Easter, who served as solicitor-general under former prime minister Jean Chrétien, said he was not surprised that the Conservatives ignored the evidence in their possession.
“Everyone should know that by now: This is a government that never makes decisions based on facts. It makes decisions based on ideology,” he said.
“Lifers tend not to reoffend,” Easter said. “The risk is very low.”
MacKay’s press secretary, Paloma Aguilar, refused to answer specific questions about the government’s plans.
“Canadians do not understand why the worst of the worst violent offenders, including those who murder innocent citizens, would ever be let out of prison,” she told HuffPost.

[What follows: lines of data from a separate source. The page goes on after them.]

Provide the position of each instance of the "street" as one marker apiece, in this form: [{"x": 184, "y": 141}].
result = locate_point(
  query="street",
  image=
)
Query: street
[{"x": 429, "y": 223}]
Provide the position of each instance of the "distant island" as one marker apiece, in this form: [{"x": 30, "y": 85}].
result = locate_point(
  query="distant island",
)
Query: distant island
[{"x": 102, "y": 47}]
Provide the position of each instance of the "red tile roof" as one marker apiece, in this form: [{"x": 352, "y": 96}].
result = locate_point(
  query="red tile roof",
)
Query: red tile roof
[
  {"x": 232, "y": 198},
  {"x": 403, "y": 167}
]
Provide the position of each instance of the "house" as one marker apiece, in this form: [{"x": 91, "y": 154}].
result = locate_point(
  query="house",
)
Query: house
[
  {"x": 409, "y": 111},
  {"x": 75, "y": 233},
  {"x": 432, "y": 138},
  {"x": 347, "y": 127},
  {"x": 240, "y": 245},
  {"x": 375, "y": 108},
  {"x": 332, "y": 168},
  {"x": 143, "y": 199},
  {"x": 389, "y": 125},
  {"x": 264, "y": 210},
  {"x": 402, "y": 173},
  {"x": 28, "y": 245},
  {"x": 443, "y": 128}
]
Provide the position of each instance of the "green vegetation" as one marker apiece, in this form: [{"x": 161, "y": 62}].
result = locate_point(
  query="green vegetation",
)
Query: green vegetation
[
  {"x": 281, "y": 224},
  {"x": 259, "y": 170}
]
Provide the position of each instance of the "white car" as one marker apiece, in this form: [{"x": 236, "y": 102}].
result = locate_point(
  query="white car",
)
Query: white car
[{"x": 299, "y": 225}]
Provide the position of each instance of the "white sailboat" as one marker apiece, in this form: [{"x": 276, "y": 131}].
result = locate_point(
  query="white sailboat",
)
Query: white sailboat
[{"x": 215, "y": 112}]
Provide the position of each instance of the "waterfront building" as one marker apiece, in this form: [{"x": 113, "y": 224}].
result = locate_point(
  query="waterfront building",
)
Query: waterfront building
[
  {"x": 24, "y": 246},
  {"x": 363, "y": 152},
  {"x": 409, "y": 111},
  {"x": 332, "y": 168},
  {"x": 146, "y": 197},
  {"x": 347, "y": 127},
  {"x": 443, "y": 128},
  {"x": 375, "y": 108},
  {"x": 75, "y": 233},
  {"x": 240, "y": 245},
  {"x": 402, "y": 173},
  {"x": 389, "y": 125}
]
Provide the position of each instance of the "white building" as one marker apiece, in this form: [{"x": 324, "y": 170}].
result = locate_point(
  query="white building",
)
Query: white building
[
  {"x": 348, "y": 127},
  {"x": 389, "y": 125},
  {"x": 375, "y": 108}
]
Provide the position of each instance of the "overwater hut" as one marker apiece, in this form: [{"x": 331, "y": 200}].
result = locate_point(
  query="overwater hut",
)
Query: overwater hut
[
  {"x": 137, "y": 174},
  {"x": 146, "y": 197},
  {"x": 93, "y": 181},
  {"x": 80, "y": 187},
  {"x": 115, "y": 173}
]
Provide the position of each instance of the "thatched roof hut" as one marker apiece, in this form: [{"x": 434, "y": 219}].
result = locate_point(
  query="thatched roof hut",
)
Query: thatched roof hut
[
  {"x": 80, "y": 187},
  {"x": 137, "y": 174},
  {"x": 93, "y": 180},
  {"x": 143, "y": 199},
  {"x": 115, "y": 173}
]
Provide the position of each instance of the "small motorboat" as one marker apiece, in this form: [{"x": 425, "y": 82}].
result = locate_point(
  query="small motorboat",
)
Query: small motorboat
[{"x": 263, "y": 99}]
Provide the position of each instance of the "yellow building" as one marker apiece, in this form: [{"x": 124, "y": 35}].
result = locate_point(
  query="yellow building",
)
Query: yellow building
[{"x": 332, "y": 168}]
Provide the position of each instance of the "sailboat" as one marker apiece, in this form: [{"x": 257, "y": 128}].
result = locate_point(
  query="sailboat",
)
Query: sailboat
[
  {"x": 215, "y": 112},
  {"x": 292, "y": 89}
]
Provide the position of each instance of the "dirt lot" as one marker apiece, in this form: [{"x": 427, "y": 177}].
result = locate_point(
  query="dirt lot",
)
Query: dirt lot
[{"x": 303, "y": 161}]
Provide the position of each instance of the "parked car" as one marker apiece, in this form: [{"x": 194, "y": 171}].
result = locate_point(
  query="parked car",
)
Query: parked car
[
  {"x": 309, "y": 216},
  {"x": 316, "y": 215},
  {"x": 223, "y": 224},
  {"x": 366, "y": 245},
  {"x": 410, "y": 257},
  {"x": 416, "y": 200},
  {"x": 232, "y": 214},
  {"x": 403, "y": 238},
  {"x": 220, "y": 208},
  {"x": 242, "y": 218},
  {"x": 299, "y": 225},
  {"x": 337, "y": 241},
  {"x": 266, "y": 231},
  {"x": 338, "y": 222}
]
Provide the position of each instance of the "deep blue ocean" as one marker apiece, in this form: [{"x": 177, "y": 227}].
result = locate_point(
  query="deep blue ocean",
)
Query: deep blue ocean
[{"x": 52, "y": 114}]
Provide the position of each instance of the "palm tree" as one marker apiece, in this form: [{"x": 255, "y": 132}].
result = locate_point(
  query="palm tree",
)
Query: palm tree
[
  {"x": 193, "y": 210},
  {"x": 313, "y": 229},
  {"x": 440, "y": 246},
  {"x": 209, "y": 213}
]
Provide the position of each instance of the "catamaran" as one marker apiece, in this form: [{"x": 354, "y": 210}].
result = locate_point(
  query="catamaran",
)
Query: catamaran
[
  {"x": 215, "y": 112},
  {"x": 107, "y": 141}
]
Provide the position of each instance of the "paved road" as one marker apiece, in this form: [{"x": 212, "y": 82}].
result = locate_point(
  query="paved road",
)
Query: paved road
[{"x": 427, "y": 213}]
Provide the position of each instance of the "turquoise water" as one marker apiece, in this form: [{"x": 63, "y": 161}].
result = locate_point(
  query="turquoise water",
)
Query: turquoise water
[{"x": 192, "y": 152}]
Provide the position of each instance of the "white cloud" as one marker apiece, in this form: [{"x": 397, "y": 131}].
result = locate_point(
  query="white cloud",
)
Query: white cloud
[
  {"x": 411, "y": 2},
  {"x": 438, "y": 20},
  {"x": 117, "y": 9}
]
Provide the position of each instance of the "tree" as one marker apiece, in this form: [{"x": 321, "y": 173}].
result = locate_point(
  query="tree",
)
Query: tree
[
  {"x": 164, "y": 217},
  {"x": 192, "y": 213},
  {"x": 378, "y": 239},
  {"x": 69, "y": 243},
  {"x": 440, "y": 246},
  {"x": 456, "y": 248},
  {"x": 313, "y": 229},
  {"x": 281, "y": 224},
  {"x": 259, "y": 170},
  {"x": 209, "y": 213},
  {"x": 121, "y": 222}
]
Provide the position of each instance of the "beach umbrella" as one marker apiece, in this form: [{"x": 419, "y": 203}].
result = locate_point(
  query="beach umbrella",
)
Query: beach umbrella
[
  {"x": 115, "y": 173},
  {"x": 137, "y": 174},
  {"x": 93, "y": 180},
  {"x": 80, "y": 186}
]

Although the government had a busy parliamentary agenda this spring, she said, the Tories are “reviewing options to ensure that a life sentence actually means incarceration for life.”

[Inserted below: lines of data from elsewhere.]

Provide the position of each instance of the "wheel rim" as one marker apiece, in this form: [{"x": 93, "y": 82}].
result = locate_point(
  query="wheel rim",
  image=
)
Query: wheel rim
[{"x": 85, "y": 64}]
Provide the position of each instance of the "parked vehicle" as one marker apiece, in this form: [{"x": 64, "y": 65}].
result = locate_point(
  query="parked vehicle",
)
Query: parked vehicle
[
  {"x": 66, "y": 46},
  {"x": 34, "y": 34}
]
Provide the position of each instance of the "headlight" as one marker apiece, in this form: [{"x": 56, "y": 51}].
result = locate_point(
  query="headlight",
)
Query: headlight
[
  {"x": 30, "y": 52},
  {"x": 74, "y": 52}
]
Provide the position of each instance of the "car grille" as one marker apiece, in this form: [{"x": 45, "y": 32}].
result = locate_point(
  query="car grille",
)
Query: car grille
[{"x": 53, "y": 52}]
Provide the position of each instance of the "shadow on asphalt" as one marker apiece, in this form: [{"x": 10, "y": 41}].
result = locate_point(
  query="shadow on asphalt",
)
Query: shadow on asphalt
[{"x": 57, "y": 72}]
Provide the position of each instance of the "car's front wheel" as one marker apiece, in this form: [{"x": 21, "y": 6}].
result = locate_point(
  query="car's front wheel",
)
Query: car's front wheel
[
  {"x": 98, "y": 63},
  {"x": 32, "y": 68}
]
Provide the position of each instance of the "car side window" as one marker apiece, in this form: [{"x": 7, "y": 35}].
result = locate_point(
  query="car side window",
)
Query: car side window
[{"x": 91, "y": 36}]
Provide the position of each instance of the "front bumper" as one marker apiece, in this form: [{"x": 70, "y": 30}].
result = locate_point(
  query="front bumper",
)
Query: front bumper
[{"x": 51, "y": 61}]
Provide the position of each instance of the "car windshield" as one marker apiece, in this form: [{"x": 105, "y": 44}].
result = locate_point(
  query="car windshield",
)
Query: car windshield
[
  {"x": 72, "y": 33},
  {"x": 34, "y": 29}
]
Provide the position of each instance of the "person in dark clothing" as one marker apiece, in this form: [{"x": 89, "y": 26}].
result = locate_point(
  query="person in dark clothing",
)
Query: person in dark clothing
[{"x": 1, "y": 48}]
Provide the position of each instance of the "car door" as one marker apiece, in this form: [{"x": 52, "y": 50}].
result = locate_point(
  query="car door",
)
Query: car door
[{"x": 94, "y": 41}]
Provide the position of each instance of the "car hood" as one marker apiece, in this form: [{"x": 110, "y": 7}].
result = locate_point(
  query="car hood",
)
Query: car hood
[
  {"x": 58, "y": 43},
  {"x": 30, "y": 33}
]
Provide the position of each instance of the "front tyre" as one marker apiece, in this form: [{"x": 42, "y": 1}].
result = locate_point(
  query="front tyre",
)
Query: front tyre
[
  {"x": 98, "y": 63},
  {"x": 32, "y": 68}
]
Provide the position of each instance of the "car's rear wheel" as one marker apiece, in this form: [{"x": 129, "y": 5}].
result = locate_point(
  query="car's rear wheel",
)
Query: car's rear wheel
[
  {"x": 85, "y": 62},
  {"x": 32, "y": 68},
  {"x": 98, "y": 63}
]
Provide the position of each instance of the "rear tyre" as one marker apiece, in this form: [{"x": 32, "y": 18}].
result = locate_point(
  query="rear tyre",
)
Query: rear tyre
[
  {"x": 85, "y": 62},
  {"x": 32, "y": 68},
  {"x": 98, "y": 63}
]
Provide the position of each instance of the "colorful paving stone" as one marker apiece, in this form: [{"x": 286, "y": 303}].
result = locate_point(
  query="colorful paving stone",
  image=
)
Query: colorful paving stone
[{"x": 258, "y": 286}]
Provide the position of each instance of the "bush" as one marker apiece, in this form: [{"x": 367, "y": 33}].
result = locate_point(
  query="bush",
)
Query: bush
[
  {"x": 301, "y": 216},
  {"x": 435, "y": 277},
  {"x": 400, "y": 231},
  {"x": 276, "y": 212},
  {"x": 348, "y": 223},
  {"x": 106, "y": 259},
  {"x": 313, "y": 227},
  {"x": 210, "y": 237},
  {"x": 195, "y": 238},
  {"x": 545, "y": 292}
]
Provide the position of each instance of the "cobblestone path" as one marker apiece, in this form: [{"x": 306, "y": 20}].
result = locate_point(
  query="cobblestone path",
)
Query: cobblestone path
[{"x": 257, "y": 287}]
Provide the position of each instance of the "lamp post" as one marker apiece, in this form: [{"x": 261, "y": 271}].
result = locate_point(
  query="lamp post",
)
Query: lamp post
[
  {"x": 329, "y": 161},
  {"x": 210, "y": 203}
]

The Conservatives’ message might prove popular with Canadians, Easter said, but incarcerating convicts until the end of their natural life will only cost taxpayers more money.
“If you’re spending money in that area, it really means that you are not spending money on victims,” he said.
In 2011-12, the annual average cost of maintaining an incarcerated federal inmate was $117,788. In contrast, the annual average cost of maintaining a federal offender on parole was $35,101.
In their response to Easter, Correctional Services Canada and the Justice Department said they had carried out no studies on the financial costs of eliminating parole for those imprisoned for life.
Those who work inside Canada’s prisons worry that the Conservatives’ plans will also mean their institutions will become more violent.
“We’re very, very concerned, especially when our institutions are becoming overcrowded,” said Jason Godin, the national vice-president of the Union of Canadian Correctional Officers.
Work and educational programs that help rehabilitate prisoners are already being cut, so now there could potentially be more violent inmates with nothing to lose, Godin said.
“It scares the hell out of me actually.”
Sapers is also concerned that removing a chance for parole would eliminate any incentive for offenders to follow the rules or participate in correctional programming or treatment.
“If you create a situation of hopelessness in the prison, there is a risk of increased violence, self harm, [and] it affects the men and women who work there, and those who are serving alongside with them,” he said.
“I can’t see how that will be helpful for public safety.”
Canada’s $2.6-billion correctional system was designed to prepare convicts for their release to the community and not "to keep people in captivity forever and ever,” Sapers said.
If the government wants to change the system from one that reforms to one that punishes, Ottawa should be accountable, he added.
There are many studies on the issue of incarceration, Sapers said.
“I would hope that all of that data, all of that research, all that scholarship is being considered whenever legislation is being prepared.”